His stand-in, the hugely experienced chief conductor of Zürich's Tonhalle Orchestra, Paavo Järvi, was a more than worthy substitute. He can communicate rhythmic energy with a mere flick of the wrist, and we saw much of that flick in the opening piece, Prokofiev's Classical Symphony. This ought to have been a perfectly formed piece of pert toy-box neo-classicism, and often it was. But if there's one rule in concert planning it's that you shouldn't start with this piece. It sounds light and easy, but is actually really hard. Unless wrists and fingers are warmed up the piece will emerge as it did here, with edges occasionally smudged and the en pointe melody of the 2nd movement sidling in too gingerly to smile as it should.

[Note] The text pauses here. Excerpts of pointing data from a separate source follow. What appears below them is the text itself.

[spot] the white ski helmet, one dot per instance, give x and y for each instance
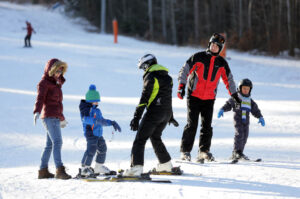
(146, 61)
(218, 39)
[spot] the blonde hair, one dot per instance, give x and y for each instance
(57, 65)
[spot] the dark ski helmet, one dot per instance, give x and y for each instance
(245, 82)
(219, 40)
(146, 61)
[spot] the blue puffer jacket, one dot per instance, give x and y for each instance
(92, 119)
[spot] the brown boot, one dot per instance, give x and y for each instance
(61, 173)
(44, 173)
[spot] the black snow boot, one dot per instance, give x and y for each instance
(44, 174)
(61, 173)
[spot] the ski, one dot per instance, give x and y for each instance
(94, 175)
(119, 178)
(175, 171)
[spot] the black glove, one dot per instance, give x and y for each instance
(134, 124)
(173, 121)
(237, 100)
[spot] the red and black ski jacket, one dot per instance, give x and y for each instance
(203, 72)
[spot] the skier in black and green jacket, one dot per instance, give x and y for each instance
(157, 98)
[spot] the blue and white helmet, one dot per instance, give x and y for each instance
(146, 61)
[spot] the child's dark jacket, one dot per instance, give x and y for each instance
(230, 105)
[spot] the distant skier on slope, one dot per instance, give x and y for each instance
(157, 98)
(28, 35)
(241, 117)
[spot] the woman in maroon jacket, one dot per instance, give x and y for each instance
(49, 107)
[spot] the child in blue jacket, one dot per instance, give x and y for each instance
(242, 117)
(93, 122)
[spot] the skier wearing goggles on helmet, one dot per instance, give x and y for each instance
(202, 73)
(157, 98)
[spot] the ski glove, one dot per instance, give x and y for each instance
(220, 114)
(134, 124)
(63, 123)
(181, 91)
(35, 117)
(116, 126)
(261, 121)
(237, 100)
(173, 121)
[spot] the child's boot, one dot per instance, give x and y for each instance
(134, 171)
(87, 171)
(167, 167)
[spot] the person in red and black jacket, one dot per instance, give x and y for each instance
(28, 35)
(202, 72)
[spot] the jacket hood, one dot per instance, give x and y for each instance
(157, 68)
(84, 108)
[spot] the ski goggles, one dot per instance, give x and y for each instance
(217, 38)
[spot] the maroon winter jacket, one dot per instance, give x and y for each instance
(49, 93)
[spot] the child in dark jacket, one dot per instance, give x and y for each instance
(241, 117)
(93, 121)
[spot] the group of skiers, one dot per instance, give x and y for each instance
(201, 74)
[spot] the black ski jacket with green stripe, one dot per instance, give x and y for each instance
(157, 90)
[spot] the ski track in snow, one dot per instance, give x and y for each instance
(93, 58)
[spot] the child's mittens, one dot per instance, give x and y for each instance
(220, 114)
(63, 123)
(116, 126)
(261, 121)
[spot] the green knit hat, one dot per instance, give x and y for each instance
(92, 95)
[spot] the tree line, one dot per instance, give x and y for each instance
(270, 26)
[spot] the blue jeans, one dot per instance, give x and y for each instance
(54, 141)
(94, 144)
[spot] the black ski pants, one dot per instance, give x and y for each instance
(196, 107)
(241, 136)
(152, 125)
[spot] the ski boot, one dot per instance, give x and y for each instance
(136, 171)
(205, 155)
(238, 155)
(101, 169)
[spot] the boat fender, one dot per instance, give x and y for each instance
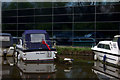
(104, 58)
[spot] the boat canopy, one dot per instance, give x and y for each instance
(33, 39)
(6, 40)
(34, 32)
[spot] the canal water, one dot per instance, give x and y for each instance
(14, 69)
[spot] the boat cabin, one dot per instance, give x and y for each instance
(5, 40)
(32, 39)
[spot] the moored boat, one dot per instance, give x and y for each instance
(35, 46)
(6, 44)
(108, 51)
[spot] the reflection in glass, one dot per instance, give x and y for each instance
(84, 26)
(62, 26)
(106, 72)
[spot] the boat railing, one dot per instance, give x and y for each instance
(50, 43)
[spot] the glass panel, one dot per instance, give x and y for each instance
(9, 19)
(82, 18)
(43, 11)
(62, 26)
(23, 5)
(107, 26)
(47, 26)
(37, 37)
(25, 26)
(9, 5)
(9, 13)
(62, 4)
(110, 36)
(62, 34)
(63, 18)
(83, 3)
(66, 10)
(9, 26)
(26, 12)
(84, 9)
(4, 38)
(13, 33)
(108, 17)
(25, 19)
(39, 19)
(43, 4)
(84, 26)
(107, 3)
(84, 34)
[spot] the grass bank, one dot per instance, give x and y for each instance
(63, 50)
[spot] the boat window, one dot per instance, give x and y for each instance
(115, 39)
(4, 38)
(37, 37)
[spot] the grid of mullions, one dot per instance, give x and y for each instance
(62, 20)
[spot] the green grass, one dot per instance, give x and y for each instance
(73, 50)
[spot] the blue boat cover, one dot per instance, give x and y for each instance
(36, 45)
(34, 32)
(5, 34)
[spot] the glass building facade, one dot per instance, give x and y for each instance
(66, 22)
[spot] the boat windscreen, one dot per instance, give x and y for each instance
(37, 37)
(4, 38)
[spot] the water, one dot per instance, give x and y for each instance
(11, 68)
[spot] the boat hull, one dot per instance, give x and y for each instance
(107, 57)
(36, 55)
(10, 51)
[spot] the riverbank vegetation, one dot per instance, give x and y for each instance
(63, 50)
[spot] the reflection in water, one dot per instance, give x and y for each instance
(21, 70)
(106, 72)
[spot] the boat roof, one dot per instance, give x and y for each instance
(34, 31)
(105, 42)
(117, 36)
(5, 34)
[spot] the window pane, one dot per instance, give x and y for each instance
(13, 33)
(47, 26)
(82, 18)
(62, 26)
(23, 5)
(107, 26)
(9, 13)
(62, 4)
(9, 26)
(89, 34)
(26, 12)
(63, 18)
(39, 19)
(9, 5)
(108, 8)
(43, 11)
(9, 19)
(66, 10)
(108, 17)
(84, 26)
(62, 34)
(25, 19)
(84, 9)
(25, 26)
(43, 4)
(111, 34)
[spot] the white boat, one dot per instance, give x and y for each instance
(108, 51)
(106, 72)
(35, 46)
(6, 44)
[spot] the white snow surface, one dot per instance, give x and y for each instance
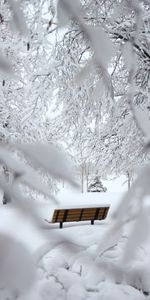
(73, 268)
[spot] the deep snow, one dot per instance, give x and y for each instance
(73, 268)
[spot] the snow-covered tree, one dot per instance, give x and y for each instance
(96, 185)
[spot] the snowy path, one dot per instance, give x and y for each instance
(74, 268)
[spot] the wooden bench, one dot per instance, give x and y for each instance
(79, 214)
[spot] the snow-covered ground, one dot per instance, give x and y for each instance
(74, 267)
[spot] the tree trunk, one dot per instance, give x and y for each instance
(87, 177)
(82, 178)
(5, 196)
(129, 180)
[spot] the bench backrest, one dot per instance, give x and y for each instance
(79, 214)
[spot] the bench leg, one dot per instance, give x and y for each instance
(61, 225)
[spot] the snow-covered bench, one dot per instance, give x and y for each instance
(80, 214)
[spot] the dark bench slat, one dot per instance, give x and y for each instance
(79, 214)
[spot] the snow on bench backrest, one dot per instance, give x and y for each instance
(80, 214)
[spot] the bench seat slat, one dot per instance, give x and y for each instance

From that point the concert was an unalloyed joy. After the Prokofiev there loped onto the stage the long-legged, boyishly bespectacled figure of pianist Víkingur Ólafsson, to play Bach's F minor keyboard concerto. Despite the boyish looks he's actually 37, and before he hit the big time honed his art slowly during years of obscurity in his native Iceland. That was evident in his deeply pondered performance of Bach's concerto which on the surface seemed almost penny-plain.
He took the first movement at an unusually deliberate pace which allowed him to give the tiny echoes of the orchestra's phrase a massive weight. He didn't load the melody of the slow movement with ornaments as some players do, instead playing it with daring, hushed simplicity. One felt the audience leaning forward to savour its fragile, limpid shapeliness, the orchestra tip-toeing alongside him in perfect harmony.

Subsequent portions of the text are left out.